There is another great shame, though. Reigate and Banstead Borough Council failed to take the opportunity to get the magnificent 18th Century Park Lane wrought iron gates restored. They date back to about 1720 and would have stood to welcome all the rich and famous for many generations of society hostesses! The gates and railings in Cheyne Walk, Chelsea were made by the same smith and they are still there to be admired for their excellence, in tip-top condition.

In contrast, the even larger, and of national importance, Reigate Park Lane gates and railings are sitting forlornly, in a parlous state. They are now thoroughly rusted from being left in the undergrowth from WW2 until 1993. Even a box of bits of original ironwork has gone missing, it seems. Where are they located? Well, for 17 years they have been in a Council depot right beside the ratepayers' winter road salt supplies.

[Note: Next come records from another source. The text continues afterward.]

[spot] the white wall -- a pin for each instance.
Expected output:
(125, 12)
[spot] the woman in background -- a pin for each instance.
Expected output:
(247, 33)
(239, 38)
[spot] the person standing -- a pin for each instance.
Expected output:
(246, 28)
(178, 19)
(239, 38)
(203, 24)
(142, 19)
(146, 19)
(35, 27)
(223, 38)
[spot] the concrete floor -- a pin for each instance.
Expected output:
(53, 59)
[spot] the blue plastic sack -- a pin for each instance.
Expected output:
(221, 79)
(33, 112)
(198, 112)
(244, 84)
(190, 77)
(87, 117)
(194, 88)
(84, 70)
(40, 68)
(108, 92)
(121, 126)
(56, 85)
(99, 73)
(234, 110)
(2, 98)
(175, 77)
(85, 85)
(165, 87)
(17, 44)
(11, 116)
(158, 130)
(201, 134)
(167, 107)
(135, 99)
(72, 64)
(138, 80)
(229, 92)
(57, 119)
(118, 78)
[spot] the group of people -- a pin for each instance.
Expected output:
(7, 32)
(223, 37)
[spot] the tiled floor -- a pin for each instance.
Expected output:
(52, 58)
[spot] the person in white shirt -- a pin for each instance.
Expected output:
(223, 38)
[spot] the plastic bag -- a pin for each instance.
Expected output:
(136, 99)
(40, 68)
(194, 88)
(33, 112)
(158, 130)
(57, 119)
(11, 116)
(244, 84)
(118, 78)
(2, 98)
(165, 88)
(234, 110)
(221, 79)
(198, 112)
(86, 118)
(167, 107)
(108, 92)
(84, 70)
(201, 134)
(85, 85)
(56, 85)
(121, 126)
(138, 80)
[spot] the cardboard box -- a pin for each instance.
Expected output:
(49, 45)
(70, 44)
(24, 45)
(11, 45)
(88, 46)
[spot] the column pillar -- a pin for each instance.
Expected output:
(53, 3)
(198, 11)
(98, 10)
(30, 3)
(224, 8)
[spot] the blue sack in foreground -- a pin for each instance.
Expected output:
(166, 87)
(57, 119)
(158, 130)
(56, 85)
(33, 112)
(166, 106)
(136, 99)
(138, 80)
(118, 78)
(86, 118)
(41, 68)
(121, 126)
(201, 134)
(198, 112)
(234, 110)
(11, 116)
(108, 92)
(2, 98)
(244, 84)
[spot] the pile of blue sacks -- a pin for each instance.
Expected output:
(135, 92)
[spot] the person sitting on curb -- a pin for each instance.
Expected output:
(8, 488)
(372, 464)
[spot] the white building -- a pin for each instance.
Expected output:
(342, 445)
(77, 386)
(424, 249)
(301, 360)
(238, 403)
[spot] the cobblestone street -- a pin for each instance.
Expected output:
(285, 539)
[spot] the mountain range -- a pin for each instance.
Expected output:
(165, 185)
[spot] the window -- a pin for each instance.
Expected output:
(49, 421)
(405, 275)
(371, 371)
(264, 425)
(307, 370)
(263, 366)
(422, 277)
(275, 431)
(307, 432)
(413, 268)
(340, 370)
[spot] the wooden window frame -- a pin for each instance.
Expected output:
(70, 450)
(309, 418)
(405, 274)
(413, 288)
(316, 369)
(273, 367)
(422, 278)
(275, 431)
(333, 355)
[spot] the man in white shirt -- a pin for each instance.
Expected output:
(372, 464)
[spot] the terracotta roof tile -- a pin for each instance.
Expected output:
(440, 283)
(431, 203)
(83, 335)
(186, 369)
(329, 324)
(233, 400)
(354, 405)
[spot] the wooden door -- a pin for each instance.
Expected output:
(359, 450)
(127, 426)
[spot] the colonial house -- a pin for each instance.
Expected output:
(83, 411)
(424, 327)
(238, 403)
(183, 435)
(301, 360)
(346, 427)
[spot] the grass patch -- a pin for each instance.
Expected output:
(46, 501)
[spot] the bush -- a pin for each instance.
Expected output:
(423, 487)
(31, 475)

It's basic science that salt is corrosive to ironwork.

Towards the turn of the 19th century into the 20th century, Lady Henry Somerset chose the Park Lane Gates and Railings as the main entrance to her beloved Priory - in time for her son's 21st and his wedding. What a wonderful feat of engineering excellence she was honouring, and it was right there that she chose to build her dower house, Makepeace.

So Reigate and Banstead Borough Council, well done on having a lovely video made as a record of the restoration project, but with £6.5 million to play with, it also shows that the history homework hadn't been done properly by a key Council officer. For how long will we ratepayers wait for the beautiful gates and stables to be restored?